永田康祐の展覧会『庭とキッチン』
2026年9月15日から9月23日まで、横浜の象の鼻テラスでアーティスト永田康祐の展覧会『庭とキッチン』が開催されます。この展覧会は、地域社会と家庭料理の関係性を探るもので、永田のこれまでのプロジェクトの集大成として位置づけられています。観覧は無料で、アートと食文化が交差する場を提供します。
展覧会の概要
本展は、永田康祐が受けた2024年度ACYアーティスト・フェローシップ助成の成果発表の一環として実施されます。永田は、地域の人々が持つ「我が家の味」にフォーカスし、その背後にある家族の記憶や文化、地域社会とのつながりを考察します。これに基づいて、新作映像作品やインタビューの記録が展示される予定です。
ワークショップの実施とその意義
2026年8月には、横浜市港南区のコミュニティカフェicocca、および横浜市栄区のUCHISOTO CAFEでワークショップが開かれました。参加者はそれぞれの家庭で作られた料理やその背景について語り合い、地域の味を共有しました。これにより、家族や地域の文化がどのように家庭料理に影響を与えているかを再確認する機会となりました。
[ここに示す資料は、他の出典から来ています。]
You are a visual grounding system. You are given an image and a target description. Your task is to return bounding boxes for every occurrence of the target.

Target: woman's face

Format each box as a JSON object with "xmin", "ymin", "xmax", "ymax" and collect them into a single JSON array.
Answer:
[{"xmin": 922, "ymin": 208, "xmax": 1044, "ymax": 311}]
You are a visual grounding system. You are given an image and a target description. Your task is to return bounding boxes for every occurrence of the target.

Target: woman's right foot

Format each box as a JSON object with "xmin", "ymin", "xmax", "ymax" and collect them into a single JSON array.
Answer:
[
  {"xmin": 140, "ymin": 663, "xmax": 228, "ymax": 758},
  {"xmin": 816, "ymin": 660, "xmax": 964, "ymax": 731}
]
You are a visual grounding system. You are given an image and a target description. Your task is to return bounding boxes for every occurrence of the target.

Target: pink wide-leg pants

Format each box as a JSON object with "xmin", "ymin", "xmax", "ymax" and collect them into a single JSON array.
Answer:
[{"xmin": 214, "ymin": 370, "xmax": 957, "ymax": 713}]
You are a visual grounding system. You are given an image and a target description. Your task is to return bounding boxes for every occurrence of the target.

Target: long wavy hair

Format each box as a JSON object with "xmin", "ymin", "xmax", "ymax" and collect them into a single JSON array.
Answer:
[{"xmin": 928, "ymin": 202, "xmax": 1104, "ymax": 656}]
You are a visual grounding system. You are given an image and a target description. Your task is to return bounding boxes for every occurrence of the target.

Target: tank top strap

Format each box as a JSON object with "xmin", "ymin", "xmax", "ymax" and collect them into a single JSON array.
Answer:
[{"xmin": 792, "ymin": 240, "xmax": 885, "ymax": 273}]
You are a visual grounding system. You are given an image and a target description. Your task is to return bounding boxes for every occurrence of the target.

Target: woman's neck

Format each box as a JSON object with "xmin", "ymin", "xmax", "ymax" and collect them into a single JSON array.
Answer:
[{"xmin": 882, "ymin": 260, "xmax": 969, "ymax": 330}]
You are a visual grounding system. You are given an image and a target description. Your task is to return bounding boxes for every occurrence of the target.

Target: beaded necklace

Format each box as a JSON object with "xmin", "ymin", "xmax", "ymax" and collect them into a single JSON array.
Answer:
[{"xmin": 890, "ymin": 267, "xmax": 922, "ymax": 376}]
コミュニティカフェicoccaでは、参加者が自分の「我が家の味」を持ち寄り、その料理のレシピや関連する思い出をシェアしました。また、UCHISOTO CAFEでは、庭で育てた野菜を使った家庭料理が紹介され、その過程を共有することで、家庭菜園が地域とのつながりを生む場としての役割が再評価されました。
展覧会を通じて考える「地元の味」
永田のプロジェクトでは、家庭料理が家庭や地域のルーツにどう結びついているのかを掘り下げています。近隣の商店やスーパーマーケット、地元の農産物なども料理を形成する要素として、大切に扱われます。また、そうした料理を共有することで、地域社会の理解や絆を強化することも目的とされています。
コラボレーションメニュー
展覧会期間中、象の鼻カフェでは特別なコラボレーションメニューが提供される予定です。このメニューには、icoccaの「完全天然栽培お日さま育ちの果実ジャム」が使われ、地域の食材を味わいながら展示を楽しむことができます。
プロフィール:永田康祐
1990年に愛知県に生まれ、現在は神奈川県を拠点に活動を行う永田康祐。近年は食文化におけるナショナル・アイデンティティをテーマにした作品を発表しており、身体技法や権力関係、食料生産にまつわる問題に取り組んでいます。彼の活動は、食を通じて多様な文化や価値観を探求することに重点を置いています。
まとめ
『庭とキッチン』展は、地域の味を探求し、家庭料理と地域社会とのつながりを考える絶好の機会です。横浜の象の鼻テラスで、アートと食が織りなす物語を体験してみてはいかがでしょうか。未来の料理文化を共に考える場として、多くの人々の参加を期待しています。